The deal comes at a at a testing time as EA faces headwinds including tepid consumer spending and shifting preferences. EA has leaned heavily on its stalwart franchises—sports titles, action shooters, and live-service games—to stabilize growth. The take-private offer allows EA to pivot strategy without quarterly earnings scrutiny.
According to Visible Alpha consensus, EA’s net revenue is estimated to grow a modest 0.7% to $7.5 billion in 2026, following a 1.3% drop in 2025. Growth is expected to accelerate to +9% in 2027, reaching $8.2 billion. Meanwhile, net bookings are forecast to rise 8% to $7.9 billion in 2026, driven in part by the upcoming launch of Battlefield 6.
Franchise-level forecasts show a mixed picture. EA Sports FC (+5.3% year-on-year), FIFA Ultimate Team (+6.3%) and The Sims (+5.8%) are expected to post steady gains, while Battlefield is set for a sharp rebound with unit sales jumping to 12.1 million, driving an 820% revenue surge to $624 million.
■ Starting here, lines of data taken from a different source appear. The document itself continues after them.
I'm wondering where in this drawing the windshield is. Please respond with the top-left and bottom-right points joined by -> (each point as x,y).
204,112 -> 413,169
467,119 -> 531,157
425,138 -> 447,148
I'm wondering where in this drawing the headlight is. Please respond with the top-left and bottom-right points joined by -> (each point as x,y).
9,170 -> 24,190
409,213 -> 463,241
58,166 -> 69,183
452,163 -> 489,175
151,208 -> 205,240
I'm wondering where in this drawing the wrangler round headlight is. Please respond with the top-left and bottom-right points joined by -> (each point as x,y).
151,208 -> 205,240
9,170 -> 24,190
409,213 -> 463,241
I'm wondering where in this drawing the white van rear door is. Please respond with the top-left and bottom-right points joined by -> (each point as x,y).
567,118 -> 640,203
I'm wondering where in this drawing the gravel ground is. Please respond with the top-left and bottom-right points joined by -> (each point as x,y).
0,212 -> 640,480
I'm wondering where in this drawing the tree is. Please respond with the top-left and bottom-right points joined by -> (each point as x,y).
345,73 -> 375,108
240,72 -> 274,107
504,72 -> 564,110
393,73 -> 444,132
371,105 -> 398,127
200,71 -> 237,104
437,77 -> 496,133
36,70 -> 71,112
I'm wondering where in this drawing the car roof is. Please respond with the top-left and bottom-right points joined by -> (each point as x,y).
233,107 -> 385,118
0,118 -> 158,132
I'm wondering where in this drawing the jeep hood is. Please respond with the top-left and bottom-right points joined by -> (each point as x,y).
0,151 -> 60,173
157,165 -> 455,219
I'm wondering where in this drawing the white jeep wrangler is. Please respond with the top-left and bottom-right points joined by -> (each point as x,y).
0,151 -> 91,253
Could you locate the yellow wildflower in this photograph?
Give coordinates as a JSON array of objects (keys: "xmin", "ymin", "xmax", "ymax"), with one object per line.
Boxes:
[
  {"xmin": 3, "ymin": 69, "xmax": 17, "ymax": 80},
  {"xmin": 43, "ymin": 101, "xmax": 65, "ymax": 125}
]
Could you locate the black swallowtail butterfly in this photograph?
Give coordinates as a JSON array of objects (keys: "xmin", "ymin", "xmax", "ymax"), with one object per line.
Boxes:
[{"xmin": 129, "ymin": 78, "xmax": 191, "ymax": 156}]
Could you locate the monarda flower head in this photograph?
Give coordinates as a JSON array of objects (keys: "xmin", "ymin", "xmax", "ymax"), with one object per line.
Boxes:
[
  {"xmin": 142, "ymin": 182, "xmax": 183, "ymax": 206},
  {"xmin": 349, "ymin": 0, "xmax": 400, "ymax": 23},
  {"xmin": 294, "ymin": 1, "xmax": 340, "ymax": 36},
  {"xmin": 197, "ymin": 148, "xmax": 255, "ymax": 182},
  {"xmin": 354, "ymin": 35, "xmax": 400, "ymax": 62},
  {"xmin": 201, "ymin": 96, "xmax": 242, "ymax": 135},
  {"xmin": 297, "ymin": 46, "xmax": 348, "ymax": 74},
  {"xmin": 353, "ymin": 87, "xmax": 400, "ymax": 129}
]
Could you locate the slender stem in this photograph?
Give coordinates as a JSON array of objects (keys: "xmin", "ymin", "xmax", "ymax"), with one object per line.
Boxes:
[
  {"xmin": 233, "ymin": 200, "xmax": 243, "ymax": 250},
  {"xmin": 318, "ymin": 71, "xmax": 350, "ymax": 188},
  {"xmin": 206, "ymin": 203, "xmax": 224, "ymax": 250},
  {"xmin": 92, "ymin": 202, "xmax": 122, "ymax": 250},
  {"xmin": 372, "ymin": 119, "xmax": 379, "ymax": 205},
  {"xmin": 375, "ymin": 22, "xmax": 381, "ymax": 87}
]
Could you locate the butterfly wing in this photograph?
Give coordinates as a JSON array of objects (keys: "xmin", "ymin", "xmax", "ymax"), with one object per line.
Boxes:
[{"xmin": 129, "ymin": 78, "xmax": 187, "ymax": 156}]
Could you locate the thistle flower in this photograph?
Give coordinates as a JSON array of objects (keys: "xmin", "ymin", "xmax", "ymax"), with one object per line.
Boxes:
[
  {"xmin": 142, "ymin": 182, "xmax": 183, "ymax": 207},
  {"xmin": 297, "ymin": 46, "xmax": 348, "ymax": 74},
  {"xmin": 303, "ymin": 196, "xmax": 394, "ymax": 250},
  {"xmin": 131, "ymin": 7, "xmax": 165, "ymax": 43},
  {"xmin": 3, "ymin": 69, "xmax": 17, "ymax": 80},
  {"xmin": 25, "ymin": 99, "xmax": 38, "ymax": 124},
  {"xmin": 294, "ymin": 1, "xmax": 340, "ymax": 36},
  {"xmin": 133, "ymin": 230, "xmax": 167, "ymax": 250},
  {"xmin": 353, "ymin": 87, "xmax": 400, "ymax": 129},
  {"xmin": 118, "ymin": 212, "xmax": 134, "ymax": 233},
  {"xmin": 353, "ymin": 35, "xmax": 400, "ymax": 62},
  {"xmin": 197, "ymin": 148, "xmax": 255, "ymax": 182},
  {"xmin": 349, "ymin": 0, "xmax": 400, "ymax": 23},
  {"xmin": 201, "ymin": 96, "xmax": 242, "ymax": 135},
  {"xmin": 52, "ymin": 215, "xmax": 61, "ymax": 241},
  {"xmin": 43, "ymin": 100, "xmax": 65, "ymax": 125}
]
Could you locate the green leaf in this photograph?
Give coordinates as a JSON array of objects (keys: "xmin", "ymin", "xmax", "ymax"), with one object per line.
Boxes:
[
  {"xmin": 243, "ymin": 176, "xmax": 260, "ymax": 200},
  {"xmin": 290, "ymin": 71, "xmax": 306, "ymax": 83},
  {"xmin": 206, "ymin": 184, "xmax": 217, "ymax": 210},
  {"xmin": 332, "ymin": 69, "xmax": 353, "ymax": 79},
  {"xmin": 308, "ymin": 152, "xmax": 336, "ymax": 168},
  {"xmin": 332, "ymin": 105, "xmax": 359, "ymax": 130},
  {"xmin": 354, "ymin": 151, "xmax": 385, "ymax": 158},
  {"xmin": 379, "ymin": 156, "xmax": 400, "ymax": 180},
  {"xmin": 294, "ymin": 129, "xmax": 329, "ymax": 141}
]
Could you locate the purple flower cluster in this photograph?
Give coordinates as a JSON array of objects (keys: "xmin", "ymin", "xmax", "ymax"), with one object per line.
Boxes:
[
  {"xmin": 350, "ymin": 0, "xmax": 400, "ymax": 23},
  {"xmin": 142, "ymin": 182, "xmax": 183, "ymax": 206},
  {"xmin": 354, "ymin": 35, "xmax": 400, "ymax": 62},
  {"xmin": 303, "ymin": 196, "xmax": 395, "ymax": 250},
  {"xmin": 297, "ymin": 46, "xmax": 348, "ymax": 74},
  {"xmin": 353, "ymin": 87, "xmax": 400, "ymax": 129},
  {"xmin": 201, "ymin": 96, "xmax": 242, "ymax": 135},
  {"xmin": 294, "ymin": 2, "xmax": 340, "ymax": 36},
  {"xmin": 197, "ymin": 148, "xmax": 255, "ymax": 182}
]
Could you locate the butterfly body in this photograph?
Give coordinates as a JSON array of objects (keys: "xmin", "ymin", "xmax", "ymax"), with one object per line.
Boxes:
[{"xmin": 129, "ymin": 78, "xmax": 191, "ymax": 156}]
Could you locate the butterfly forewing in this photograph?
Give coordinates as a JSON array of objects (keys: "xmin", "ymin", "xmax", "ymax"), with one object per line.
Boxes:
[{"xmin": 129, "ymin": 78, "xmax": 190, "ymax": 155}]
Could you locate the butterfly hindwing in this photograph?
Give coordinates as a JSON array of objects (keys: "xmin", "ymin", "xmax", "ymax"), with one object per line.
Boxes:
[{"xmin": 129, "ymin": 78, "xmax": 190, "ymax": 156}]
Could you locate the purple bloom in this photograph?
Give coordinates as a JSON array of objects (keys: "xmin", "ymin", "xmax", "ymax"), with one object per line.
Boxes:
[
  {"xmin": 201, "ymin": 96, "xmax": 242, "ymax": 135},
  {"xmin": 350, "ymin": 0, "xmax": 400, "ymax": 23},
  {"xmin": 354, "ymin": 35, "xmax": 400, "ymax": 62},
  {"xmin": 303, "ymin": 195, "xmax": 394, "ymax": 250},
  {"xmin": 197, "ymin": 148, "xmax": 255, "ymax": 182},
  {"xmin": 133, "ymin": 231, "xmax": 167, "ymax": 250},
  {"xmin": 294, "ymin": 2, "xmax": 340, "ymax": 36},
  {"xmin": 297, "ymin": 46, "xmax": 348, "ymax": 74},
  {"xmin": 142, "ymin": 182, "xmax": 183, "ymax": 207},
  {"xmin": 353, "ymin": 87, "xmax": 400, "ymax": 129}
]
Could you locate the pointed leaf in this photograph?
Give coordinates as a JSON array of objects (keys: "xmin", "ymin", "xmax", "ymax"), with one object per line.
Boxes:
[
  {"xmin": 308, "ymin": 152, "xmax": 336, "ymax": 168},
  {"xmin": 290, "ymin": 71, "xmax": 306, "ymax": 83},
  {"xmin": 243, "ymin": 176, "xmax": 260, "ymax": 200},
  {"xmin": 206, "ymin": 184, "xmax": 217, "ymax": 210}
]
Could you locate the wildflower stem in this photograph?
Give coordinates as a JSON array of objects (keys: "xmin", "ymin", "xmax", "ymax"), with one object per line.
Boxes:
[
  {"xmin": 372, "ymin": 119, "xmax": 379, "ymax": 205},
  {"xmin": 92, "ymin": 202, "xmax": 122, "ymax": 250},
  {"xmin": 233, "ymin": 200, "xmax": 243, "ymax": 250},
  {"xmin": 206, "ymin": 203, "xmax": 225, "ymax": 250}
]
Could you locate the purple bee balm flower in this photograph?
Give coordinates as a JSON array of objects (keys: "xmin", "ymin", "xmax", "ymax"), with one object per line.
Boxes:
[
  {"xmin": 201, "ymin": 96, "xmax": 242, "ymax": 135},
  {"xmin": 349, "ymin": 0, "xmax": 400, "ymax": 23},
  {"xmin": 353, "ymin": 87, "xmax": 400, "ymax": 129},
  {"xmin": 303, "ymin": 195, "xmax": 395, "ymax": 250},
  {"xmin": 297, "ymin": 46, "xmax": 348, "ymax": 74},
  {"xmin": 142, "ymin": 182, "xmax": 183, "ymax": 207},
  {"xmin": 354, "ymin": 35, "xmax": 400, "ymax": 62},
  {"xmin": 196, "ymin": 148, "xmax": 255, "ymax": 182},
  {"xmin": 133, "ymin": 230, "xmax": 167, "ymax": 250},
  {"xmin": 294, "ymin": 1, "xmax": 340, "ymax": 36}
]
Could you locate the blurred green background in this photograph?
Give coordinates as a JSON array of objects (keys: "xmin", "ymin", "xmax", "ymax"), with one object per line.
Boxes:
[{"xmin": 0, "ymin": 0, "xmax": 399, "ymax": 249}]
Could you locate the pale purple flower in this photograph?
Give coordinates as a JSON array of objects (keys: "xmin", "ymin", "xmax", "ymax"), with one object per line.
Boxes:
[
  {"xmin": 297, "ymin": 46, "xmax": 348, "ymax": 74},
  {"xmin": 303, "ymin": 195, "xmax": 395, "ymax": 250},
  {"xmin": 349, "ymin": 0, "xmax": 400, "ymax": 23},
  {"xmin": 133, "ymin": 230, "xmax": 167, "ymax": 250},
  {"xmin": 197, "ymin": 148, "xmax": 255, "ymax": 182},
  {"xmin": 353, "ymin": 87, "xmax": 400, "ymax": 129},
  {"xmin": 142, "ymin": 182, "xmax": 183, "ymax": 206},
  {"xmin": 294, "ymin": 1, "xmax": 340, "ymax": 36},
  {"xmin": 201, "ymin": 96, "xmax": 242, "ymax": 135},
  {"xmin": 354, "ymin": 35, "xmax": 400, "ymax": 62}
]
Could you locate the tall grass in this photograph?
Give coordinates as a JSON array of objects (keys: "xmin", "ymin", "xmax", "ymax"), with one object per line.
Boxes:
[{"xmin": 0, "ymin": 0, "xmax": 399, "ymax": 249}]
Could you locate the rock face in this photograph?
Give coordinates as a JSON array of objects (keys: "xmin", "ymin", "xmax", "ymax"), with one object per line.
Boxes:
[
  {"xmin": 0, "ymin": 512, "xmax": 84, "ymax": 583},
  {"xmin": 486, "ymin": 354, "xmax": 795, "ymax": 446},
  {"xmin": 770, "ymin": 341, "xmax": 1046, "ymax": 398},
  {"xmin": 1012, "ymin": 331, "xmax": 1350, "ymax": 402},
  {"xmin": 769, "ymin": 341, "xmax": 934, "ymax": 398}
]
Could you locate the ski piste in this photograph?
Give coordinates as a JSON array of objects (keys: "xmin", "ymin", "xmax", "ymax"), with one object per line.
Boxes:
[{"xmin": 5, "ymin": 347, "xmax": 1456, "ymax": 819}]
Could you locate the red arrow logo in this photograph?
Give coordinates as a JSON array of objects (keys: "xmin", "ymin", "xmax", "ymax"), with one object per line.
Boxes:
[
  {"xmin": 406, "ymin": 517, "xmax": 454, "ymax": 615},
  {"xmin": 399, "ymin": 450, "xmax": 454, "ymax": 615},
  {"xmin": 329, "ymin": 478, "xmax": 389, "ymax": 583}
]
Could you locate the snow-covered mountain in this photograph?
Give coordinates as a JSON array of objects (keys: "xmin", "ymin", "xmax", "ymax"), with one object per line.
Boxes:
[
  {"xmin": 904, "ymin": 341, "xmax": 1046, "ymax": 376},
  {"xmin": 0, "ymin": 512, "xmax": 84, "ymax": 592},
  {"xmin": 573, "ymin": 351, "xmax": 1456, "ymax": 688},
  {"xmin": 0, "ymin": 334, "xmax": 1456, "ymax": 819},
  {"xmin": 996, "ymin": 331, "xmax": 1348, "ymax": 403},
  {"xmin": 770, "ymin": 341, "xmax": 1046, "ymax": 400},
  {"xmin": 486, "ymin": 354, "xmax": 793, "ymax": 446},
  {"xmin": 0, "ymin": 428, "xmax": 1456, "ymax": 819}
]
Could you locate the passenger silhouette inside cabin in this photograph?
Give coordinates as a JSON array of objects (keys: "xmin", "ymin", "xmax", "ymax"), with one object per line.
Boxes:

Other franchises such as Madden, Apex Legends and Star Wars are projected to see revenues decline.
Profitability, meanwhile, is set to dip in the near term. Net income is forecast to fall 12% to $991 million in fiscal 2026, with EPS at $3.90, before rebounding to $1.4 billion and $5.61 a share in 2027.
This article was published by Visible Alpha, part of S&P Global Market Intelligence and not by S&P Global Ratings, which is a separately managed division of S&P Global.